Randomised controlled trials (RCTs) evaluating additional retinoic acid after HDCT followed by HSCT for people with high-risk neuroblastoma compared to placebo retinoic acid or to no additional retinoic acid. Primary outcomes were overall survival and treatment-related mortality. Secondary outcomes were progression-free survival, event-free survival, early toxicity, late toxicity, and health-related quality of life.
We used standard methodological procedures expected by Cochrane.

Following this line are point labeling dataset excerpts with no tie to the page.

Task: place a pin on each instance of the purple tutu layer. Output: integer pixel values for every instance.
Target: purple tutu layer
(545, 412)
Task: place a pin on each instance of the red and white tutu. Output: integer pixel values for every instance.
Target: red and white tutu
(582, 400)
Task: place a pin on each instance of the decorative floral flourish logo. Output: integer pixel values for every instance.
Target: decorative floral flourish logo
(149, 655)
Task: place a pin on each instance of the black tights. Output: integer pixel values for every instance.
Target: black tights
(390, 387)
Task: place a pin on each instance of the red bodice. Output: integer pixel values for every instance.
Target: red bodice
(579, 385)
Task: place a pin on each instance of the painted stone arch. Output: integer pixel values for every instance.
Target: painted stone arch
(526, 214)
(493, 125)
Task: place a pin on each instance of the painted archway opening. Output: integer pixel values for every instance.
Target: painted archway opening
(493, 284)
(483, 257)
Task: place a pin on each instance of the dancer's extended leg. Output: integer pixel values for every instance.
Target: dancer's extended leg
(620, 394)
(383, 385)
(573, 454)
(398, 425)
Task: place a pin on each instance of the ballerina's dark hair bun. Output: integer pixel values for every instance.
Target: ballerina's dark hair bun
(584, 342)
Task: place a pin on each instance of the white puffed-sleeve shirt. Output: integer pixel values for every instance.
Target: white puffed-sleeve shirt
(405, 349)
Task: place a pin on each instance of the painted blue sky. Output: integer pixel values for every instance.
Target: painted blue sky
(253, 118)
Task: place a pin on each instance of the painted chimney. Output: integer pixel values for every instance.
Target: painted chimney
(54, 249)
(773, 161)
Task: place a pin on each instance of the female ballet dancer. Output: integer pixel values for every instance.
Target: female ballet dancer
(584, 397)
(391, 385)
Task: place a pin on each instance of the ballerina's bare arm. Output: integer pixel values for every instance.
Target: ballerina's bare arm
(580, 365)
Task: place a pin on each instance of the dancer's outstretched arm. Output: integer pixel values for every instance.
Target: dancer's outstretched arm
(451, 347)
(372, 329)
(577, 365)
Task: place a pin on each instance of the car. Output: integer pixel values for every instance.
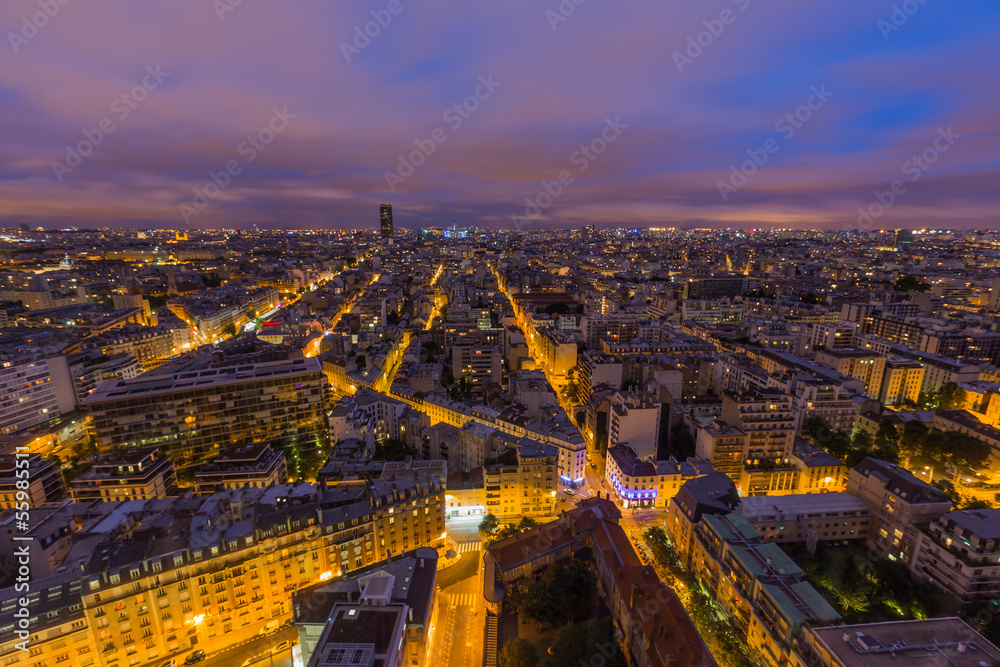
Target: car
(195, 657)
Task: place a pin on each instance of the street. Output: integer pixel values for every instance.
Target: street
(457, 639)
(257, 650)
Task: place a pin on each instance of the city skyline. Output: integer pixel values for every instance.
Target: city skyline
(318, 122)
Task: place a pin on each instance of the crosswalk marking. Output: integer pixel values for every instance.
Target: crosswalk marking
(491, 641)
(468, 547)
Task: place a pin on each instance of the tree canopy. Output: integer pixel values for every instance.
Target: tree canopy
(518, 652)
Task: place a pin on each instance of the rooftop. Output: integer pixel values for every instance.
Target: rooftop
(947, 641)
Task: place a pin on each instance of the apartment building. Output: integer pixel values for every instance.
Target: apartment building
(768, 420)
(960, 553)
(808, 518)
(635, 421)
(901, 506)
(951, 641)
(195, 414)
(523, 483)
(381, 614)
(612, 329)
(901, 381)
(479, 365)
(150, 346)
(832, 335)
(126, 474)
(44, 480)
(829, 401)
(723, 445)
(161, 578)
(654, 628)
(859, 364)
(35, 385)
(596, 368)
(753, 580)
(255, 465)
(648, 483)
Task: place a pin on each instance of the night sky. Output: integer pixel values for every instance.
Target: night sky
(642, 108)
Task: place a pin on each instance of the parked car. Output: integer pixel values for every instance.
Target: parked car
(195, 657)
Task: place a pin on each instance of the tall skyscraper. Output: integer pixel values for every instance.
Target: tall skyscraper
(385, 214)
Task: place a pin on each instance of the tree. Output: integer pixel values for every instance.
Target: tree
(488, 526)
(518, 653)
(952, 397)
(948, 489)
(589, 643)
(912, 438)
(886, 442)
(861, 446)
(561, 308)
(970, 503)
(910, 283)
(562, 592)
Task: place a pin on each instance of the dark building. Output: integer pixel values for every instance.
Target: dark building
(385, 215)
(718, 287)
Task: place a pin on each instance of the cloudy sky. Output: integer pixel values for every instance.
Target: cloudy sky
(665, 112)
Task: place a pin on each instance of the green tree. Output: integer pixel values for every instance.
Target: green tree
(518, 653)
(488, 526)
(861, 446)
(581, 644)
(952, 397)
(886, 442)
(949, 490)
(910, 283)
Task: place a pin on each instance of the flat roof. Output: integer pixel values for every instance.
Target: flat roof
(776, 508)
(914, 642)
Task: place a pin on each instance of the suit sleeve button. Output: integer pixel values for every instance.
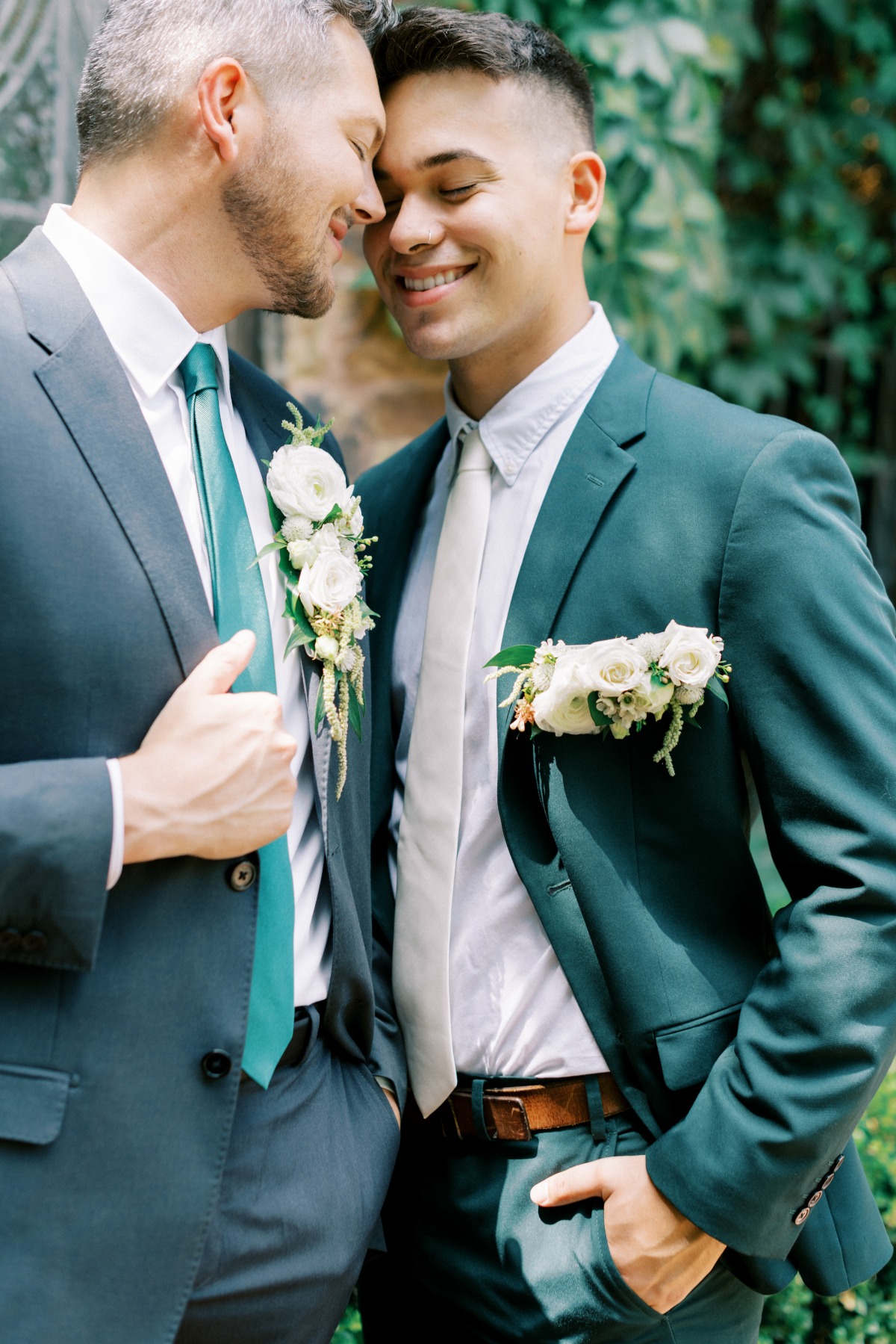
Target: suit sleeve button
(242, 876)
(217, 1065)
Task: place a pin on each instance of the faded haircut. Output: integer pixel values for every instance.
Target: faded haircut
(148, 54)
(429, 40)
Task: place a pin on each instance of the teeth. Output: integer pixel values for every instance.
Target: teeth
(432, 281)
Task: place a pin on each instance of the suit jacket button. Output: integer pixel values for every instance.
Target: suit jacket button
(217, 1065)
(242, 876)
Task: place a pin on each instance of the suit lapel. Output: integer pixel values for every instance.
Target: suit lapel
(401, 515)
(265, 433)
(591, 471)
(87, 386)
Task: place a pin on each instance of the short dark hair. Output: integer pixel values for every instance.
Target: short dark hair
(430, 40)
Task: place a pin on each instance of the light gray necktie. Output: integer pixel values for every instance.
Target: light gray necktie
(432, 817)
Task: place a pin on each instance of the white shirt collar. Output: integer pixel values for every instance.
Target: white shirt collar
(517, 424)
(152, 344)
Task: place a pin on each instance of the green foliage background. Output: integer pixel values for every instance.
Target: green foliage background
(747, 238)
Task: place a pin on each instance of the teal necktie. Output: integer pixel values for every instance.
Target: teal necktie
(240, 605)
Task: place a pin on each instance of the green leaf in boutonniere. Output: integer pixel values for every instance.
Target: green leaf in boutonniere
(718, 690)
(517, 656)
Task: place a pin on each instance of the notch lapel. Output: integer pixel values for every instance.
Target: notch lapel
(89, 388)
(265, 434)
(591, 469)
(398, 515)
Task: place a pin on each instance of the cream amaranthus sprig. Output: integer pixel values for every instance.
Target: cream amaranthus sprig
(324, 557)
(615, 686)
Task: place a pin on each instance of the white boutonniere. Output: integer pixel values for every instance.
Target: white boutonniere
(615, 686)
(323, 554)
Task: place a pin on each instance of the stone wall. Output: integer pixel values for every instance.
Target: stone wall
(352, 365)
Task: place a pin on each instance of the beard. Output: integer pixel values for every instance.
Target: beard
(287, 247)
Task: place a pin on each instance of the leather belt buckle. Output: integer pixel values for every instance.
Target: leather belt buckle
(509, 1116)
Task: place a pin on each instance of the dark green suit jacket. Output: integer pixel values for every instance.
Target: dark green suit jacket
(748, 1046)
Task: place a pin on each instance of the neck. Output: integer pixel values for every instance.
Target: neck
(169, 222)
(481, 380)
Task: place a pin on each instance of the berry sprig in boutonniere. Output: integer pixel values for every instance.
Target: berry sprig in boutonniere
(324, 557)
(613, 686)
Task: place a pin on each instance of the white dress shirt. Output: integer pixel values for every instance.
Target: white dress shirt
(151, 338)
(512, 1009)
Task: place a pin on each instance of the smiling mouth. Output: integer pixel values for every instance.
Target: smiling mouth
(442, 277)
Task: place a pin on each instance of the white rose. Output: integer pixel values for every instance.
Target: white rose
(329, 583)
(691, 657)
(305, 480)
(564, 706)
(612, 667)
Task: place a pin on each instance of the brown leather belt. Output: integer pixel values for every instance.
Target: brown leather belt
(519, 1112)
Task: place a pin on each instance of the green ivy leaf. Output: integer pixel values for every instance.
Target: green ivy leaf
(517, 656)
(718, 690)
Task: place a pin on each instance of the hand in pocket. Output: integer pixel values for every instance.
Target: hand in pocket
(659, 1251)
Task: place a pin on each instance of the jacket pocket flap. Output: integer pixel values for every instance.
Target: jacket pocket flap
(33, 1103)
(689, 1050)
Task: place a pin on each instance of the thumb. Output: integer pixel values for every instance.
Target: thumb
(590, 1180)
(220, 669)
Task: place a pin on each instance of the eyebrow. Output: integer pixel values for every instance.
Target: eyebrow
(448, 156)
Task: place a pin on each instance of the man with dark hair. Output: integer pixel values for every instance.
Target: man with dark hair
(196, 1026)
(635, 1090)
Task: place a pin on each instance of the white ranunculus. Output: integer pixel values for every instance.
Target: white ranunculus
(329, 583)
(297, 528)
(691, 657)
(301, 553)
(305, 480)
(652, 645)
(328, 539)
(612, 667)
(326, 647)
(645, 698)
(563, 707)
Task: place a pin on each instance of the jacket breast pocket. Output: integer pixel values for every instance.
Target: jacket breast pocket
(33, 1103)
(689, 1050)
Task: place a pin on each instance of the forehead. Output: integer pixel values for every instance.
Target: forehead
(428, 116)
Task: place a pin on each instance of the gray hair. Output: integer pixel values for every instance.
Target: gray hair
(148, 53)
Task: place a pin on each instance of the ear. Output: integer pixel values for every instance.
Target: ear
(223, 94)
(588, 178)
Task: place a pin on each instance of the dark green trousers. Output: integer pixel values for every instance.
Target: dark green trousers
(472, 1258)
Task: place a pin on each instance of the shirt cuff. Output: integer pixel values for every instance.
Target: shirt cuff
(117, 855)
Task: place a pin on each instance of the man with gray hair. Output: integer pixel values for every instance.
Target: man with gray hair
(199, 1062)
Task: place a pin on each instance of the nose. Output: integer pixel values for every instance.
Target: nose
(415, 227)
(368, 206)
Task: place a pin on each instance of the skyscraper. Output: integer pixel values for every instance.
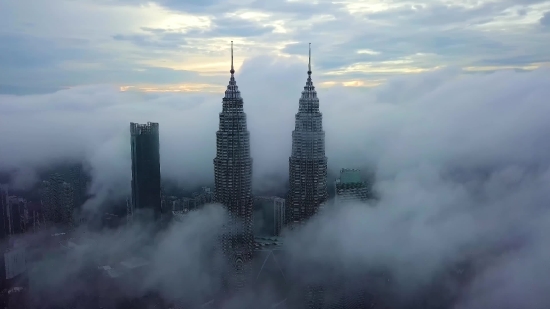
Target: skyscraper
(146, 198)
(308, 163)
(58, 201)
(233, 184)
(351, 188)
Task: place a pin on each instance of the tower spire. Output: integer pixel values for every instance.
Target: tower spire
(232, 69)
(309, 62)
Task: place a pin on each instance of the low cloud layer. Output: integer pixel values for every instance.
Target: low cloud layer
(461, 161)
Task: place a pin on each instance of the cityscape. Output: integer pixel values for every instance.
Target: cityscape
(179, 154)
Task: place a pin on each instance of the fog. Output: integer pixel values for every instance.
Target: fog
(461, 163)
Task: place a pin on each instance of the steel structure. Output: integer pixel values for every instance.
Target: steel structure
(146, 199)
(307, 176)
(233, 184)
(308, 163)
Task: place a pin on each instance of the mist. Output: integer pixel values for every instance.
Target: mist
(461, 162)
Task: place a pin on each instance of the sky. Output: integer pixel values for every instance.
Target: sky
(183, 45)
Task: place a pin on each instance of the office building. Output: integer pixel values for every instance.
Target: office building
(269, 215)
(308, 163)
(58, 201)
(146, 191)
(233, 184)
(351, 188)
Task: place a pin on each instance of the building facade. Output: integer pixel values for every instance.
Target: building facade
(146, 191)
(351, 188)
(269, 215)
(57, 198)
(308, 163)
(4, 206)
(233, 184)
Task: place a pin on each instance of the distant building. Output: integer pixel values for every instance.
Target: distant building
(307, 163)
(351, 188)
(58, 201)
(14, 284)
(233, 185)
(146, 189)
(203, 197)
(269, 215)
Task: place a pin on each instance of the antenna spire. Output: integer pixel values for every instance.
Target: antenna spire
(309, 62)
(232, 69)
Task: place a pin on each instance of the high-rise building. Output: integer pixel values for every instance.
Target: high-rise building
(146, 192)
(351, 188)
(308, 163)
(58, 201)
(4, 206)
(233, 184)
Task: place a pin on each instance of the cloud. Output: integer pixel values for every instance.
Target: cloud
(545, 19)
(461, 161)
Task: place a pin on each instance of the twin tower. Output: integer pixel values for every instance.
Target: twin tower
(233, 171)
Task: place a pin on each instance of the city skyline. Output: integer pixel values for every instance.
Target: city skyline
(180, 45)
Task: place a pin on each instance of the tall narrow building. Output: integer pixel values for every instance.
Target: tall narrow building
(233, 184)
(146, 199)
(308, 163)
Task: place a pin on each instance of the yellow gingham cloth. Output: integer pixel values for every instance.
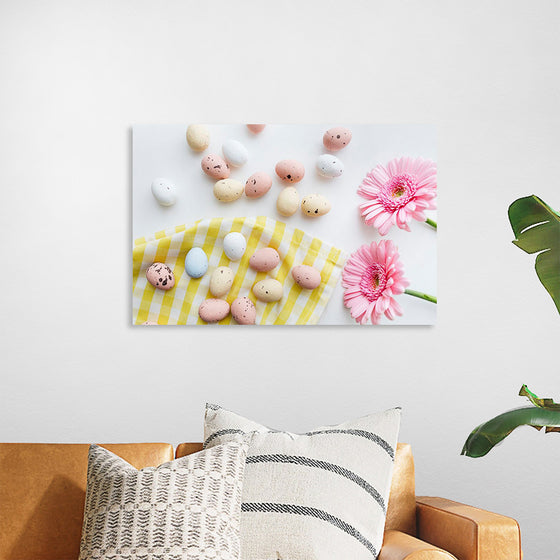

The update search did not identify any additional studies. We identified one RCT that included people with high-risk neuroblastoma who received HDCT followed by autologous HSCT (N = 98) after a first random allocation and who received retinoic acid (13-cis-retinoic acid; N = 50) or no further therapy (N = 48) after a second random allocation. These 98 participants had no progressive disease after HDCT followed by autologous HSCT. There was no clear evidence of difference between the treatment groups either in overall survival (hazard ratio (HR) 0.87, 95% confidence interval (CI) 0.46 to 1.63; one trial; P = 0.66) or in event-free survival (HR 0.86, 95% CI 0.50 to 1.49; one trial; P = 0.59). We calculated the HR values using the complete follow-up period of the trial. The study also reported overall survival estimates at a fixed point in time. At the time point of five years, the survival estimate was reported to be 59% for the retinoic acid group and 41% for the no-further-therapy group (P value not reported). We did not identify results for treatment-related mortality, progression-free survival, early or late toxicity, or health-related quality of life. We could not rule out the possible presence of selection bias, performance bias, attrition bias, and other bias. We judged the evidence to be of low quality for overall survival and event-free survival, downgraded because of study limitations and imprecision.